EPA’s environmental performance

Carbon management at EPA

Climate change is one of the greatest challenges facing society today. EPA believes it can also be one of the greatest opportunities. Managing our greenhouse gas emissions is a way we can mitigate the impacts of our own operations and adjust to the impacts of climate change.

In 2005, EPA went carbon neutral and developed a step-by-step continuous improvement framework to manage its own greenhouse gas emissions, known as our Carbon Management Principles.

This was at a time when many organisations were beginning to manage their exposure to climate risks and realise the growing opportunities through developing a strategic carbon management strategy.

It is often difficult to decide how to prioritise actions and to assess which approaches provide the best environmental and financial outcomes. EPA recognised this and decided there was no better way to assist businesses other than to tackle this problem internally and then share the process and the results.  

CMP flow measure

Carbon neutral

Every year since 2005, EPA has taken the following steps to manage its own carbon footprint and demonstrate best-practice carbon neutrality:

  • we measure our carbon footprint using the World Resources Institute/World Business Council for Sustainable Development Greenhouse Gas (GHG) Protocol Corporate Accounting and Reporting Standard
  • identify and assess our options using the Carbon Management Principles
  • assess the reduction and offset options from a financial and environmental perspective
  • get independent verification of our greenhouse gas inventory and management plan
  • externally publish (to our website) our emissions, offsets purchased and greenhouse gas inventory management plan.

EPA's Greenhouse inventory management plan is an internal document outlining the process EPA goes through on an annual basis to develop its internal GHG inventory. This document is not intended as a guidance document, but rather a case study which can be used to provide insight into the development of a greenhouse gas inventory.

Carbon offsets

A carbon offset is a project that indirectly ‘reduces’ GHG emissions at one source by investing in GHG emissions reductions elsewhere. Offset products most typically involve projects that invest in renewable energy, energy efficiency and reforestation. Offset credits should be purchased from an accredited offset scheme provider.

A range of offset products have emerged to help companies, governments and the community offset their GHG emissions. EPA initially developed a web-based Carbon Offset Guide to give companies an overview of carbon offsets and provide helpful hints to help navigate the marketplace. Although no longer managed by EPA, it continues to provide information on the range of international and Australian offsets, standards and guidance.

Carbon offsets provide EPA with a legitimate means of lowering our residual GHG impact, and are an important final component to becoming carbon neutral. However, before purchasing carbon offsets, EPA conducts appropriate research to ensure that products have been appropriately verified as delivering the environmental outcomes claimed. EPA also does a thorough financial, environmental and social assessment of current carbon offset options.

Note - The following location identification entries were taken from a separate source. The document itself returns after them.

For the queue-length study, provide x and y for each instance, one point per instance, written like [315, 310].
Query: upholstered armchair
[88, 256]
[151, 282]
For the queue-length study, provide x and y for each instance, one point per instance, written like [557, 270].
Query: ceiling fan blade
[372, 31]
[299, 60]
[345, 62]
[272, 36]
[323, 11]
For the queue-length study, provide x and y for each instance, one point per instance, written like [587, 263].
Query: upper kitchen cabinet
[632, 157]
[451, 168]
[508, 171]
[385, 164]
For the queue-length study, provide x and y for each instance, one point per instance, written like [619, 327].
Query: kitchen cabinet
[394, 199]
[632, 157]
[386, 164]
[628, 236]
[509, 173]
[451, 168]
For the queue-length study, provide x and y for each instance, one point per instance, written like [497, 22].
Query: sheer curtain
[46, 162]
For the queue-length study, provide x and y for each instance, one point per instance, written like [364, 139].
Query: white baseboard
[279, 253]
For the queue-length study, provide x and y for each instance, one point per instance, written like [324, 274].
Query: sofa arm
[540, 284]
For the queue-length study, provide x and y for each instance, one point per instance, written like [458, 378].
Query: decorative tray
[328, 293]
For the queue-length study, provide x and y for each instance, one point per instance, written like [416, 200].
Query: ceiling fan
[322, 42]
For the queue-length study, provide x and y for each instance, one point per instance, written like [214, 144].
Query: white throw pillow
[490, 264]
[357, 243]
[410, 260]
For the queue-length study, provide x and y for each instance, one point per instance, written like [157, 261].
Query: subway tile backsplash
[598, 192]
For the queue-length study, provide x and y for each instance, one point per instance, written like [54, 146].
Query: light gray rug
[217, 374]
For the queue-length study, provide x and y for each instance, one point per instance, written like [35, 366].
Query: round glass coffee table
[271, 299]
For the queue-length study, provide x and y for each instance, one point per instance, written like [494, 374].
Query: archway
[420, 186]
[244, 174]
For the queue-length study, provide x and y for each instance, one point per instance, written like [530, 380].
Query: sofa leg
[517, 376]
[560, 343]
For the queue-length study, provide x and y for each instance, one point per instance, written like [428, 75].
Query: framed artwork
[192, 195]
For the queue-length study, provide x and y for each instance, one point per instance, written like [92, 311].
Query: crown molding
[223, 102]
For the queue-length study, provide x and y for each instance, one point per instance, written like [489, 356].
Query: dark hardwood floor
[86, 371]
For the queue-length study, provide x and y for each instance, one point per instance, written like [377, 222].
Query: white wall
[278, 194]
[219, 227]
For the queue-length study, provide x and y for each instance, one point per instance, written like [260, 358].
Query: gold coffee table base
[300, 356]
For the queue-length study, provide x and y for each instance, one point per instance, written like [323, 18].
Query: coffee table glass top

As part of this, EPA looks at the following key considerations when choosing offsets:

  • additionality
  • permanence
  • leakage
  • double counting
  • timing of emissions reductions
  • monitoring and verification
  • co-benefits.

Cap and trade

In 2009, as part of EPA’s commitment to achieving real reductions in greenhouse gas (GHG) emissions, EPA ran an internal carbon cap and trade scheme between its seven sites. A carbon cap and trade scheme is a model of emissions trading that involves setting a limit, or cap, on the amount of GHG participants can emit. This cap is reduced over time consistent with an overall GHG emissions target.

Whilst alternative options existed for driving GHG emission reductions (such as performance management processes), significant additional benefits were gained through the design and implementation of an internal carbon cap and trade scheme. These included:

  • engaging all staff in discovering cost-effective ways to reduce our emissions
  • being able to assist other organisations by learning first-hand about emissions trading and managing the impacts of a price on carbon
  • enhancing our reputation though an innovative program to reduce our own GHG emissions and demonstrate best practice.

At the beginning of the scheme we anticipated an overall reduction of 3 per cent. The program proved to be significantly more successful, and EPA achieved a 24.5 per cent reduction across emission sources covered by the scheme, and an average of 22 per cent across the sites involved.


In 2005–06, EPA set a target of reducing its GHG emissions by 10 per cent by 2009–10. It exceeded this goal by achieving a 17 per cent reduction.

EPA is now committed to a 15 per cent emissions reduction target by 2015, based on a 2009–10 baseline.

EPA is already set to exceed this target by achieving a 29 per cent reduction in emissions from 2009-10 until 2012-13.